We also communicate through art, music, dance and symbols. And it’s not hard to see how all those different media are conversational. Of course, one of the common elements of all conversation is interpretation. Even now, with copious quantities of scientists and medical people giving explicit information about the virus we are facing, the interpretations of those words and the intentions behind them vary tremendously. Just visit your social media feed if you doubt that.
That too is as old as humanity. Paleontologists debate the meaning of cave art as surely as judges debate the intention of laws written 50 years ago. The reality is that intention is always unknown. We can speculate about each other’s intended meaning, but we can never be certain. Despite that, we relate to our interpretations as though they are facts, not fictions. Just consider your own judgments about things that others have said to you, and the way in which we all invent meaning and intent.
“She said she needed space”, Mark told me.
“Wow. That sucks, I replied.
“Yeah”, he replied, “we all know what that means. She’s dumping me, right?”
Sound familiar? If you were ever a teenager, it probably rings a few bells.
We are always interpreting and being interpreted. Regardless of the medium or mix of conversationalists, interpretations are rife and uncontrollable (at least by the speaker).
Conversations are a negotiation between intention and interpretation.
When two people sing and play the guitar, they are having a conversation. Add a listener to the mix and you have instant interpretation of that conversation. Interpretation is ubiquitous and near impossible to control, at least in the moment it occurs.
But, we can get better at interrupting our own internal interpreters by constantly reminding ourselves that they are ours — our inventions. Not necessarily the truth.
Interpretation, by its very nature, is changeable, cultural and context sensitive. In some cultures, making the ok sign of an index finger and thumb is considered offensive. And normally, when we are speaking to someone one-on-one and they back up, we feel shunned. “Do I have body odor? Bad breath?”
Notice how differently you might interpret that body language now. You might feel badly for having stood within six feet of that person and experience some shame when they step back. Or, you might appreciate their diligence in doing so, keeping both of you safe.
We can already see that how we interpret what is virtuous or uncivil is shifting. I find myself feeling angry and contemptuous when I spot people congregated in groups in the park. Last month I might have envied their friendship and intimacy.
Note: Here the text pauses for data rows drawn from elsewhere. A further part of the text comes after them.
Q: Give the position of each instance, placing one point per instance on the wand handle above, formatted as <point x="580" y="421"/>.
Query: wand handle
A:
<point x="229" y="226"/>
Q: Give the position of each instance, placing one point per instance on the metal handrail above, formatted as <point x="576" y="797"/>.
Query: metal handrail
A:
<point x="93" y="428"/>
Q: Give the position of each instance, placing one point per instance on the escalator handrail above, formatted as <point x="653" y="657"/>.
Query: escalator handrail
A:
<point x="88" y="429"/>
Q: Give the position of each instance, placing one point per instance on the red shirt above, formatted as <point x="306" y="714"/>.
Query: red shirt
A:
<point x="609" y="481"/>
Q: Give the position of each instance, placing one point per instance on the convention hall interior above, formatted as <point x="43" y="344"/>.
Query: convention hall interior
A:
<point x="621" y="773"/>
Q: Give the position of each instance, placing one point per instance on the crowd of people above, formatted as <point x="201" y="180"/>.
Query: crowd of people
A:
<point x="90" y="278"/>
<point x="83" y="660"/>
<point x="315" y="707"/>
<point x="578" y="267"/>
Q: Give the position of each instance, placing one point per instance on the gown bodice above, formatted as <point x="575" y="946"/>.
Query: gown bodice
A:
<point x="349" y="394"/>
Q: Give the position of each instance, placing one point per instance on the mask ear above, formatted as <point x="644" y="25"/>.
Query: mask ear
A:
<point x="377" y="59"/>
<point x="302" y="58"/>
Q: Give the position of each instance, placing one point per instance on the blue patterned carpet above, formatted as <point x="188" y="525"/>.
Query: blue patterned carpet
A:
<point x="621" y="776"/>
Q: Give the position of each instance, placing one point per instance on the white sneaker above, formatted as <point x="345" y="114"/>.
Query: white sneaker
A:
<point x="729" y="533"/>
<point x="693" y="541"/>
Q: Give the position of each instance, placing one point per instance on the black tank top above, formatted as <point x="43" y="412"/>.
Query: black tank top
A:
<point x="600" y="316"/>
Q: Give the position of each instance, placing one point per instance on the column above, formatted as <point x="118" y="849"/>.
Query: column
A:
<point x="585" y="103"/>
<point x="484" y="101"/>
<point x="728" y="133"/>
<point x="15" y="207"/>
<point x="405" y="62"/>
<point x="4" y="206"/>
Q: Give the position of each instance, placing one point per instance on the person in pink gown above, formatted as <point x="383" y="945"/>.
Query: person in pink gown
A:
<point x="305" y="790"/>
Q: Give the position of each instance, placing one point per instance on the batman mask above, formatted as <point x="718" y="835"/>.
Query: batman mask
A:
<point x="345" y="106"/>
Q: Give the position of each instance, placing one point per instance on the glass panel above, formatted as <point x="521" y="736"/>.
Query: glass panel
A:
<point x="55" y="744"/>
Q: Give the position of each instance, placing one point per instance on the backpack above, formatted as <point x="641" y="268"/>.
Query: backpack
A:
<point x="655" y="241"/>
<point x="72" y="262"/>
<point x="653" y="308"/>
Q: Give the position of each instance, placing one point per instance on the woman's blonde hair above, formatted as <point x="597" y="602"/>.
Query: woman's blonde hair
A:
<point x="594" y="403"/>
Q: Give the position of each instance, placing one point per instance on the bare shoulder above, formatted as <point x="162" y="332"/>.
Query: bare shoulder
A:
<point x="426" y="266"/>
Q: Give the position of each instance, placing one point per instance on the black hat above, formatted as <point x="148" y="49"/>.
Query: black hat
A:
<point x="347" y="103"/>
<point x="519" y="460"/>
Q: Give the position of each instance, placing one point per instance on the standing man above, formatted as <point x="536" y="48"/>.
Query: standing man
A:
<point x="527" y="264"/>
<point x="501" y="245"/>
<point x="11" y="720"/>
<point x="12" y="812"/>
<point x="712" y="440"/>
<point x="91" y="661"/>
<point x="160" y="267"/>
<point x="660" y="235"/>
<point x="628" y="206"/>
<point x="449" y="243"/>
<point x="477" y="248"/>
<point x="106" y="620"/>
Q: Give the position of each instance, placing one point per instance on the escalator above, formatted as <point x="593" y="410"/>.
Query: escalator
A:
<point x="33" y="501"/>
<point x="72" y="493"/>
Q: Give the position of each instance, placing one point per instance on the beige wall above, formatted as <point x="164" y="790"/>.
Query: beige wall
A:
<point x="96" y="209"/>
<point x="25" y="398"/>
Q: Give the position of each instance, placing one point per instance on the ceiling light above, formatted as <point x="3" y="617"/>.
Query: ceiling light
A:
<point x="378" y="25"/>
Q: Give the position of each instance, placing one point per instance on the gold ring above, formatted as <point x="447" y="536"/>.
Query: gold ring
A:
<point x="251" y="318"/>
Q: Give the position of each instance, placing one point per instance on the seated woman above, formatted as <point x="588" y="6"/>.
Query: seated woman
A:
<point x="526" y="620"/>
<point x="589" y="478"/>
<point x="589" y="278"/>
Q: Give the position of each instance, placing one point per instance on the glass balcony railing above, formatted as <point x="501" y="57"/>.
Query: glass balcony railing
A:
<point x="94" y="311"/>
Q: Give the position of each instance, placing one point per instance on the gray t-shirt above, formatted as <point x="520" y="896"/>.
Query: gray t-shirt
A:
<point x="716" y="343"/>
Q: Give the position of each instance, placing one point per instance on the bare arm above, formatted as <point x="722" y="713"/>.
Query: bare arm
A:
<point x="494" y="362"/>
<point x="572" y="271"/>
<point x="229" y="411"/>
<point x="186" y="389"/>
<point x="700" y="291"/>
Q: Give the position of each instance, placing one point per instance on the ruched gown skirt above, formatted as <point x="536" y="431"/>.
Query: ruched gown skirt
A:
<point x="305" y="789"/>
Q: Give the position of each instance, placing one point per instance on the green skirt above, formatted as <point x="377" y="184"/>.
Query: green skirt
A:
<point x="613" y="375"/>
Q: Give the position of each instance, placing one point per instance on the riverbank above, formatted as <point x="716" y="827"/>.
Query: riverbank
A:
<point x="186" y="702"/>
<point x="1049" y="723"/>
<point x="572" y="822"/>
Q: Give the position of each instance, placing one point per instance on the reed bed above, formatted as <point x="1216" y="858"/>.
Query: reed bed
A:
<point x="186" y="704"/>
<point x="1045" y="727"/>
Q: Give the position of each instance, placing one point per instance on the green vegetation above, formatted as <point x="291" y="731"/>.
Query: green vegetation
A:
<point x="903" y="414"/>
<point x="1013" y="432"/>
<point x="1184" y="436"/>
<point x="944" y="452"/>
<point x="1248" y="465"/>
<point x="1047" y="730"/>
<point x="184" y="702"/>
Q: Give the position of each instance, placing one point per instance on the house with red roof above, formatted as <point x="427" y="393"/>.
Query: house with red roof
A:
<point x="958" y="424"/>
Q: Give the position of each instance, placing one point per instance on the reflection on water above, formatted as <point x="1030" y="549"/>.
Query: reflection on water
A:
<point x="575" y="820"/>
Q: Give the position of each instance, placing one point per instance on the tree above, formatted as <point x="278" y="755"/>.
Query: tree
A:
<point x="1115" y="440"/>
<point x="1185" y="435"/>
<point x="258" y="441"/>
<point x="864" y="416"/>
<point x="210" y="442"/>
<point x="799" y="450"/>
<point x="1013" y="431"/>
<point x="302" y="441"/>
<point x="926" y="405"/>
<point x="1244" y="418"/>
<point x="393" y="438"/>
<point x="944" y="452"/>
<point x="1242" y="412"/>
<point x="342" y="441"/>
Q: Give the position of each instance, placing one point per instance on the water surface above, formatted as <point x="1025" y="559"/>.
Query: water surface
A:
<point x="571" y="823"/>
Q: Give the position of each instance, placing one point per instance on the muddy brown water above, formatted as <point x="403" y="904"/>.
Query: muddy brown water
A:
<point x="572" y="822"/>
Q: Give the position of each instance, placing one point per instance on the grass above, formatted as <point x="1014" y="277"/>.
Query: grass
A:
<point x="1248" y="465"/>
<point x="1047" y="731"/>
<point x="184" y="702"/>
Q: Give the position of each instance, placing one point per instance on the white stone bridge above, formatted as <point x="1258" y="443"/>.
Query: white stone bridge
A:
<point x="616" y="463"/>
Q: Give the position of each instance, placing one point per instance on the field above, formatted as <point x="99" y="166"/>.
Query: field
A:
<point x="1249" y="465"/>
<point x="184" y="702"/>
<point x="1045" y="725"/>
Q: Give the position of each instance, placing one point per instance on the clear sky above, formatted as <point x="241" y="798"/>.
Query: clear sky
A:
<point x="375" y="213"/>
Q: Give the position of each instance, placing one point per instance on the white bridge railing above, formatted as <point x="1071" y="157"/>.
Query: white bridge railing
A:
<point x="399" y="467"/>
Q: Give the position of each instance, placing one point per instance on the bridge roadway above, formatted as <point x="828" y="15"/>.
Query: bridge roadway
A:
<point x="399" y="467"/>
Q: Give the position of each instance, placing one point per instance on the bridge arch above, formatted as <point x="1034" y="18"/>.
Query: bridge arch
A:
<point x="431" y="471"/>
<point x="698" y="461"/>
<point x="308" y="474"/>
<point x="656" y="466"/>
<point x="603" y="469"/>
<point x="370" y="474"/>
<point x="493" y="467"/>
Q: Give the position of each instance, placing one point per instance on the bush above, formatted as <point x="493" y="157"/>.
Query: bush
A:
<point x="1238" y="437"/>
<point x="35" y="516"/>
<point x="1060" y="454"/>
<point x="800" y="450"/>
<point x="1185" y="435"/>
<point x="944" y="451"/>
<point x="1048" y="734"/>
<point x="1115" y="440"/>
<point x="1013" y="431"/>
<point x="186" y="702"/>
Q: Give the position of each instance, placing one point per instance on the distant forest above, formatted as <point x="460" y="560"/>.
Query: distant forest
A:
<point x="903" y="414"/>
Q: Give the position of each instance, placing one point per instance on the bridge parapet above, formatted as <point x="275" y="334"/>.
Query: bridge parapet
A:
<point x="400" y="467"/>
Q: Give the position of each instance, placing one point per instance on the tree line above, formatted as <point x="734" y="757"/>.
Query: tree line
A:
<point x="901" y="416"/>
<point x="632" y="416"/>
Today it looks like irresponsibility and selfishness to me.
It’s an unexpected benefit of the virus that I am having so many more conversations, especially those with my family. I should have done these same things months ago and years ago. But, I didn’t. Now, given the restrictions on proximity and visitation, I get to learn more about the people with whom I share blood, even if I can’t share bread. But while we all are having richer and deeper conversations, we are also bringing to them our own interpretive filters. I am trying to stay vigilant that I interpret generously –giving everyone the benefit of the doubt. (I don’t always succeed.) To accomplish that, I’m scrutinizing the way I interpret what I hear and see –whenever I remember to catch myself in the act.
Being able to listen and notice that our brains added something that hadn’t been said is like a superpower –one we can all use all the time –but especially in this time of shared stress.
Relish your conversational bounty –and hone your superpower by noticing how your brain interpreted what got said. Both are invaluable.